The Detroit Lions are on a good track in many ways now, and it’s reflected in PFF’s look at their cap health for the next three years.
As the residue of the Matthew Stafford trade last offseason goes away, the Detroit Lions will carry far less dead money this year than they did last. No matter what they do in player movement over the next couple years, they won’t have that kind of dead money on their books. That alone means things are moving in the right direction.
Brad Spielberger of Pro Football Focus has done a three-year salary cap outlook (2022-2024) for each NFL team using multiple criteria that go beyond strict cap room. He acknowledged the Lions facing reality with Stafford, and moving into their rebuild right away.
"Teams have become more honest with themselves about the talent on their roster or lack thereof — for example, the Detroit Lions moved on from quarterback Matthew Stafford as opposed to chasing mediocrity and prolonging their inevitable rebuild."

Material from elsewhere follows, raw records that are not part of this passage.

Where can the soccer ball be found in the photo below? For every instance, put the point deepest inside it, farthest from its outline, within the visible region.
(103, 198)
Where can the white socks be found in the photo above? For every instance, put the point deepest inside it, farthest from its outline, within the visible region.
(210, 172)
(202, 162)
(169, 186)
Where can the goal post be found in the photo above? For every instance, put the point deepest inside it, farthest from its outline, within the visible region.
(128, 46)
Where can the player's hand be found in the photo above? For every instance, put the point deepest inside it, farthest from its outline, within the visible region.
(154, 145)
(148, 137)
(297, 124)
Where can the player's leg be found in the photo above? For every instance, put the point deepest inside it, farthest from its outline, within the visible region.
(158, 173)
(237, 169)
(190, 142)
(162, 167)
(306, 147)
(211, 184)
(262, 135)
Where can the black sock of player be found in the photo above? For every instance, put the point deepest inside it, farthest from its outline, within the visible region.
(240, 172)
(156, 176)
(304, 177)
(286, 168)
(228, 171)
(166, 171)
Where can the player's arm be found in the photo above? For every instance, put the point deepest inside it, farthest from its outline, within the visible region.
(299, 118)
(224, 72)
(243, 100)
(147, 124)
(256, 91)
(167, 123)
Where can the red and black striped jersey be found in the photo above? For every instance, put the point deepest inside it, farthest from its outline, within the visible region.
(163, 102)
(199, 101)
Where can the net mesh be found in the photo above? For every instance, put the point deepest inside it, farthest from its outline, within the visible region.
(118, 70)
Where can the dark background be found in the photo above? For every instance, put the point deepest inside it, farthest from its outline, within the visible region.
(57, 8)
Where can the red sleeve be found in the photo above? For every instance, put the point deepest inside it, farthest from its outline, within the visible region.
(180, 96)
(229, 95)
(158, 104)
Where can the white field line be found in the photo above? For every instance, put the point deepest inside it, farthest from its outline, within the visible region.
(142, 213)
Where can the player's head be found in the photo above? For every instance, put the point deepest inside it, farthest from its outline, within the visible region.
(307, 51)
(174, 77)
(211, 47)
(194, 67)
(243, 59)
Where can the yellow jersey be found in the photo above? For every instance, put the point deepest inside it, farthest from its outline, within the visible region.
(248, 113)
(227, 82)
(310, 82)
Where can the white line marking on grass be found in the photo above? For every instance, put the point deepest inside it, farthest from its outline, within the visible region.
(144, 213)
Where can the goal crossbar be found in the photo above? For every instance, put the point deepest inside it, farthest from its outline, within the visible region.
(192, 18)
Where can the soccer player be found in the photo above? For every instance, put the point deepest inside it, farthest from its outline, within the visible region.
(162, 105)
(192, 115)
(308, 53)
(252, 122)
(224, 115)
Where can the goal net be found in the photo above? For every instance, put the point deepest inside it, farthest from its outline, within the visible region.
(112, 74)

Here are the categories that were used in the ranking.
Rookie-contract players–“Active draft capital”: Essentially, attaching a point value to players who are under rookie contracts
Projected effective cap space, 2022-2024: Just what it sounds like, with regard for what a team would have to do to get to 53 players under contract (signed to the veteran minimum) in a given year -thus, “effective cap space”. Here’s Spielberger’s example.
"Example: Team X has 45 players under contract in 2023 and $20 million in cap space. The minimum salary for a player in 2023 is $750,000. In order to field a full 53-man roster, Team X must sign eight more players with cap hits of at least $750,000 in 2023.8 x $750,000 = $6,000,000Team X really has at most $20,000,000 – $6,000,000 = $14,000,000 in 2023 cap spaceTeam X has $14,000,000 in effective 2023 cap space"

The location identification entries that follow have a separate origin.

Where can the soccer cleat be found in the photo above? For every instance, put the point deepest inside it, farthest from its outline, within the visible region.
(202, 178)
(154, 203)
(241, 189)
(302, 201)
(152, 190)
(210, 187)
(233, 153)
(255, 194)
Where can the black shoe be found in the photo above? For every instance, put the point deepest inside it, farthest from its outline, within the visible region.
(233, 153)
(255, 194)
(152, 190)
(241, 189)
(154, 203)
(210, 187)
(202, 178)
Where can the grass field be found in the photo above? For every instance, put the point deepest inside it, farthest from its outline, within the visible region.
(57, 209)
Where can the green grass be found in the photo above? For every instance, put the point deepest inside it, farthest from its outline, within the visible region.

Total prorated money (including money that will void): Bonus prorations, dead money…
Top 51 veteran valuation: Total value of a team’s top-51 cap hit players, excluding 2022 draft picks
2023 free agent projections–“2023 UFA valuation”: Value placed on 2023 unrestricted free agents, without projecting what they’ll do in 2022
Detroit Lions’ cap health looks pretty good moving forward
The Lions rank fourth in “active draft capital” value, ninth in “2023 UFA valuation” and 13th in effective cap space from 2022-2024. With two dings–16th in total prorated money and 26th in Top-51 valuation–they land 12th in the overall ranking.
As Spielberger noted in the paragraph about the Lions, they doled out the fifth-fewest guaranteed dollars this offseason.

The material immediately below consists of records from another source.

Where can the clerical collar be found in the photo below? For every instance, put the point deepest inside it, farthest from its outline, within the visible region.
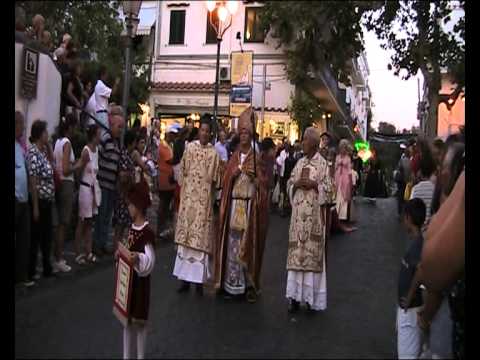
(138, 228)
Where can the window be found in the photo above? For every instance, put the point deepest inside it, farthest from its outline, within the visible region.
(177, 27)
(253, 30)
(211, 34)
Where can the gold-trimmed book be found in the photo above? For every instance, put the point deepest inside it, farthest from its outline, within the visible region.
(123, 285)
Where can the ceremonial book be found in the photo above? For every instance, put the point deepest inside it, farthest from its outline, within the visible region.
(123, 285)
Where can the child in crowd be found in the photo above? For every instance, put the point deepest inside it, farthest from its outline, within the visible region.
(409, 334)
(140, 243)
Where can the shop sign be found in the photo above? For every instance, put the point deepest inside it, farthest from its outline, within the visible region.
(29, 73)
(242, 82)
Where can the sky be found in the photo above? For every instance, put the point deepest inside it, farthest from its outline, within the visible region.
(395, 99)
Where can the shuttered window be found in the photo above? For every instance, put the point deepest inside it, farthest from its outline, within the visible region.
(177, 27)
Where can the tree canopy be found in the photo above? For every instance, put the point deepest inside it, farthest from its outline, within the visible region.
(315, 34)
(424, 37)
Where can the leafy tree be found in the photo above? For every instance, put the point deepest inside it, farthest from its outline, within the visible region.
(304, 108)
(96, 29)
(314, 35)
(386, 128)
(427, 43)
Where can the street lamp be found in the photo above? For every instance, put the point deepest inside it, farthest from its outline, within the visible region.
(225, 11)
(131, 10)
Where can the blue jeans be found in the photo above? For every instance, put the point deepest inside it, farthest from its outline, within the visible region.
(104, 218)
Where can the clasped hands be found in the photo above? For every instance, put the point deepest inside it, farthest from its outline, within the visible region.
(306, 184)
(132, 255)
(248, 172)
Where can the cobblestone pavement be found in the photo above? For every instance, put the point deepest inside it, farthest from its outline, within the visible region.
(71, 316)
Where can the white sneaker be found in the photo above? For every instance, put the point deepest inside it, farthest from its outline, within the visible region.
(61, 266)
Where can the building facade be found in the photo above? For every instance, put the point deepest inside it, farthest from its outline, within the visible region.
(184, 63)
(358, 95)
(451, 108)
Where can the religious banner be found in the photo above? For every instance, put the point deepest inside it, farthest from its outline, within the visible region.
(242, 68)
(123, 285)
(242, 82)
(29, 73)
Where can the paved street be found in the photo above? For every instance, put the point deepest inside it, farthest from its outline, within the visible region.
(71, 316)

The bottom-10 ranking in top-51 value is reflected by that unwillingness to overpay in free agency, actually in the last two offseasons as general manager Brad Holmes undertook the rebuild in Detroit. If there’s something to get demerited for in this broad equation, let it be that at the stage the Lions are in.
It’ll be interesting to see where the Lions land in the 2023 version of this cap health ranking. The roster (top-51 value) should be better, and the draft capital value should not go anywhere with two first-round picks again next April.